What parents need to know
Parents Need to Know
Parents need to know that, although Ja'mie: Private School Girl is a satire, it's so well done that many teens will probably miss the point entirely. In the meantime, they'll be immersed in a world of coarse language (from "f--k" to "t-ts" and "p---y"), withering insults (including "fat bitch"), and terrible role models with shallow values who are everything you don't want your daughters to be. Characters also engage in bullying, underage drinking, and iffy online activities, including the exchange of crass texts and "d--k pics."
What's the story?
Australian writer-actor Chris Lilley steps into the expensive shoes of a privileged teenager to play JA'MIE: PRIVATE SCHOOL GIRL in this HBO mockumentary series chronicling Ja'mie's final few weeks of high school. She's the queen bee at the exclusive Hillford Girls Grammar School on the North Shore of Sydney, Australia, which means that everyone -- even her parents -- must bow to her whims. But if she wants to win the school's prestigious Hillford medal, she must also convince her principal that she's a model student.
Is it any good?
If red flags were literal rather than figurative, Ja'mie: Private School Girl would look like a small-screen massacre. Which is our way of saying that this shrewd satire is so spot-on that it's absolutely horrible for your kids. Lilley's Ja'mie, the queen-bee-to-the-extreme he's played previously in other series such as Summer Heights High, is a tongue-in-cheek critique of the extremes of modern girl culture. But what's impressive -- and a little scary -- is how squarely he nails it.

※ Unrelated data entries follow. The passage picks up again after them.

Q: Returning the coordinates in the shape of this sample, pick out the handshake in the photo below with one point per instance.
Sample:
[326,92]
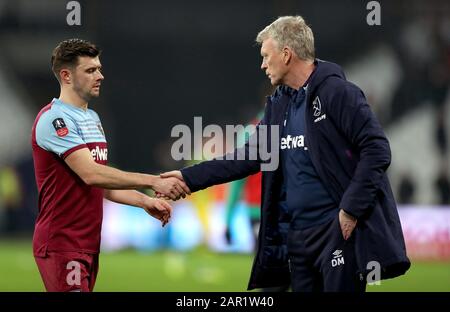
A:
[171,186]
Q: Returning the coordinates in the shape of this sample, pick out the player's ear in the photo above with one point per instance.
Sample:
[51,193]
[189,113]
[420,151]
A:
[287,55]
[65,75]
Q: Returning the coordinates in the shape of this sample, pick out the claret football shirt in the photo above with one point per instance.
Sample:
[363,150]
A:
[70,211]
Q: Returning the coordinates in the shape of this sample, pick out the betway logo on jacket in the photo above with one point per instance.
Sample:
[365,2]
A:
[99,154]
[290,142]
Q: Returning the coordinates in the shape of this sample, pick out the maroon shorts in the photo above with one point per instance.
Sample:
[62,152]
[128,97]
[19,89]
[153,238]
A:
[68,271]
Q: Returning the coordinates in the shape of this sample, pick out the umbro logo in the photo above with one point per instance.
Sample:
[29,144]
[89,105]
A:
[338,258]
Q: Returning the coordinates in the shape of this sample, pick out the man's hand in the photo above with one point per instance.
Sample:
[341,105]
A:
[159,209]
[170,185]
[347,223]
[175,180]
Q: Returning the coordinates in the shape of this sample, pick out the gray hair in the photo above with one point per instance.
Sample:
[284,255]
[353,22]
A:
[290,31]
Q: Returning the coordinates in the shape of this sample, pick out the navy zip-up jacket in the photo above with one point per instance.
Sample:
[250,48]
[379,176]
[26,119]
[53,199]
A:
[350,153]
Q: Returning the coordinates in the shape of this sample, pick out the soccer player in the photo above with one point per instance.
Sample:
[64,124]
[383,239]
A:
[70,155]
[329,221]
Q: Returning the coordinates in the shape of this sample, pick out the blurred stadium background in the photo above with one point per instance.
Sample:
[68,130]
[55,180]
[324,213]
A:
[168,61]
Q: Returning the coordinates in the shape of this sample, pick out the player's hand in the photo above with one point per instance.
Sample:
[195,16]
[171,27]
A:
[169,187]
[347,223]
[228,235]
[159,209]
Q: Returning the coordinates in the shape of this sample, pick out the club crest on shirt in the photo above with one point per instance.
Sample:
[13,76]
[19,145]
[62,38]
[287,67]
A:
[317,106]
[60,127]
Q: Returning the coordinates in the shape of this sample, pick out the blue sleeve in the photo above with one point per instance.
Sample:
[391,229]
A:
[57,133]
[356,120]
[218,171]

Aside from the show's minefield of F-bombs and insults ("Go f--king fist yourself!"), iffy content runs the gamut from Ja'mie's homophobic bullying to her use of African immigrants as targets for her "charity" (and sources of cheap labor). But the real question parents should ponder is whether teen viewers will see Ja'mie's antics for the artful satire they're intended to be or, rather, as instructive of what a teen girl should be.
Families can talk about...
Families can talk about satire and how it can be used to make a point while making people laugh. Does Ja'mie: Private School Girl celebrate or skewer the culture of teen privilege it parodies? How can you tell?
How closely does Ja'mie: Private School Girl reflect the lives of actual high-school girls, particularly in terms of bullying and social politics? Are we meant to look up to Ja'mie, or is she an obvious example of how not to behave? Are most kids discerning enough to know the difference?